Дерзкие параллели. Жизнь и судьба эмигранта (Гурвич) - страница 162

Я нахожу, что эта характеристика – не что иное, как род скоморошества самого князя. Совершенно не смущаясь, он рассказывал мне, что в своих публичных выступлениях на заседаниях и встречах в Москве то и дело напоминает затейника. Поглядев же в интернете некоторые его выступления, я убедился, что князь на потеху слушающих и смотрящих, к удовольствию показывающих то «вынимал стул из-под губернатора», а то вдруг принимался со смирением благодарить власть за то или иное благодеяние её по отношению к сообществу русских эмигрантов! И я понял, что естество князя, его натура (хоть и родился вне России, и воспитывался на Западе) близка духу русского национального характера, включающего скоморошество.

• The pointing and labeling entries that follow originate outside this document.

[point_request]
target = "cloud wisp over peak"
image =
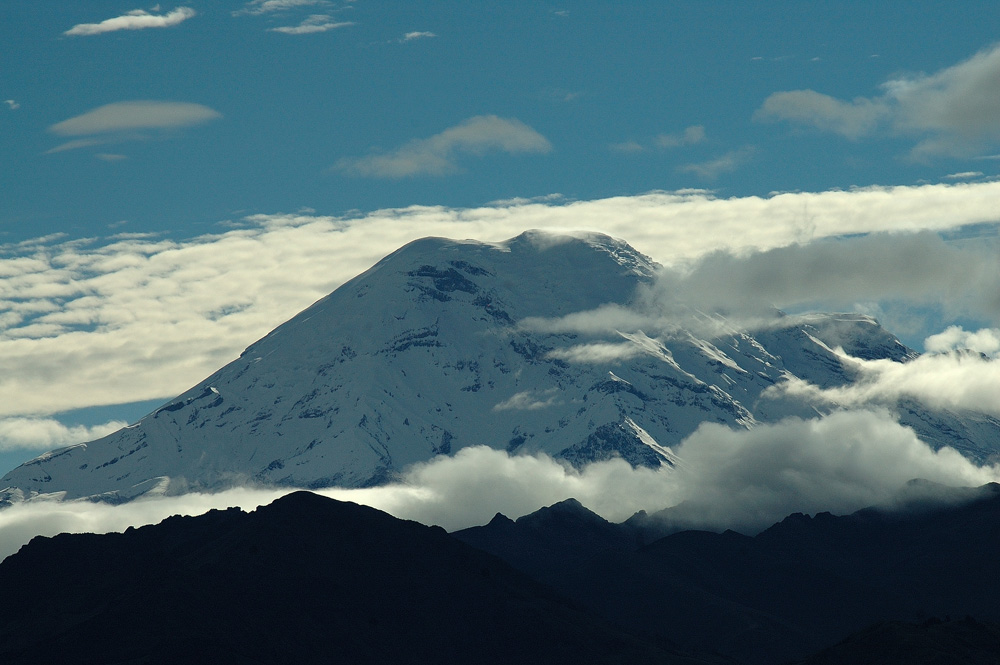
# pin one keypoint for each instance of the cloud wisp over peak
(439, 154)
(953, 112)
(137, 19)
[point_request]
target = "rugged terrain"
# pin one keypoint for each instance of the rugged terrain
(446, 344)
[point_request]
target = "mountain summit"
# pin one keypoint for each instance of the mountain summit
(446, 344)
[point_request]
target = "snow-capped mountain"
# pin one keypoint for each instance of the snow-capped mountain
(446, 344)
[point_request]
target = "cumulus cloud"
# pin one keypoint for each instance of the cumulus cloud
(136, 317)
(956, 381)
(985, 341)
(46, 433)
(438, 154)
(137, 19)
(920, 268)
(955, 111)
(725, 479)
(311, 25)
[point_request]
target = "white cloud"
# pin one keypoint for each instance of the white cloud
(919, 268)
(46, 434)
(410, 36)
(726, 479)
(713, 168)
(598, 352)
(136, 19)
(852, 119)
(956, 338)
(529, 400)
(437, 155)
(312, 24)
(955, 111)
(125, 121)
(955, 381)
(258, 7)
(690, 136)
(135, 115)
(91, 322)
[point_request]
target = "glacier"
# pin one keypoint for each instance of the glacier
(444, 344)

Эта моя догадка возникла неслучайно. Ведь на Руси юродство достигло расцвета, которого не знал ни греко-византийский, ни тем более, римско-католический мир. Уверен, князь слишком образован и сведущ, чтобы не помнить: из 36 юродивых, официально причисленных Церковью к лику святых, и множества юродивых, почитаемых в народе, но не признававшихся Церковью, только шестеро были признаны на христианском Востоке еще до крещения Руси. Европейцы, испытывающие призвание к юродству, переселялись в Россию, где пик расцвета юродства пришёлся на XIV–XVII века. В этот период, по выражению В.О.Ключевского, юродивый становится «ходячей мирской совестью, живым образом обличения людских пороков».

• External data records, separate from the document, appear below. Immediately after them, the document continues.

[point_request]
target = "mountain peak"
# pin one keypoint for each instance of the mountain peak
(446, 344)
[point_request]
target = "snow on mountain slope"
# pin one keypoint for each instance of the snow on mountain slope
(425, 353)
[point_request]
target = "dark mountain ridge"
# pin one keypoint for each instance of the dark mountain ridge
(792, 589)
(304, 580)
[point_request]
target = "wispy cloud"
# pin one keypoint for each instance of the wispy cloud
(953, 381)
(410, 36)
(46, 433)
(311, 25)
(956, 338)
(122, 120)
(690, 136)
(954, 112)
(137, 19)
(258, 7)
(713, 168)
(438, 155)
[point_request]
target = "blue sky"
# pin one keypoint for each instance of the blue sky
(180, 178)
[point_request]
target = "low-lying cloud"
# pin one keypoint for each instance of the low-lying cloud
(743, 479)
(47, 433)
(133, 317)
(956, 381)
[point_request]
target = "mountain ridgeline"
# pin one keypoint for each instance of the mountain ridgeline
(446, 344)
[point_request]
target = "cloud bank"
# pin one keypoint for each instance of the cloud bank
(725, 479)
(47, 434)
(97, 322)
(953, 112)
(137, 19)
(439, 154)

На Западе черты, сходные с юродством обнаруживаются лишь в образе св. Франциска Ассизского, называвшего себя «скоморохом Божиим». Ну, а ближайшие родственники князя, бежавшие на Запад из большевистской России, вывозили с собой в своих привычках и поведении элементы «карнавальной культуры», шутовства, скоморошества (к примеру, София привлекла эмигрировавшего деда князя церковным песнопением – его по воспоминаниям князя интересовали в жизни лишь музыка и православие; бабушка тоже чудила, легко «купившись» наугольные копи, которые ей показали мошенники, предварительно зарыв… несколько мешков с углём неподалёку от столицы Болгарии).

Так что с большой долей вероятности можно предположить, что у князя склонность к скоморошеству проявилась не случайно. И именно в то время, когда он ребёнком в 11 лет попал в тюрьму, когда вышел на волю и голодал, когда они с матерью снова могли исчезнуть в одно мгновение – советская власть зорко следила за только что выпущенными из тюрьмы. И надо было извернуться, не попасться, выжить. Приходилось продавать вещи в школе, встречаться с иностранцами и скрывать, скрывать то, что думал. С одной стороны, занимался плаванием и готовил себя к побегу, а с другой – помалкивал в школе на уроках истории партии.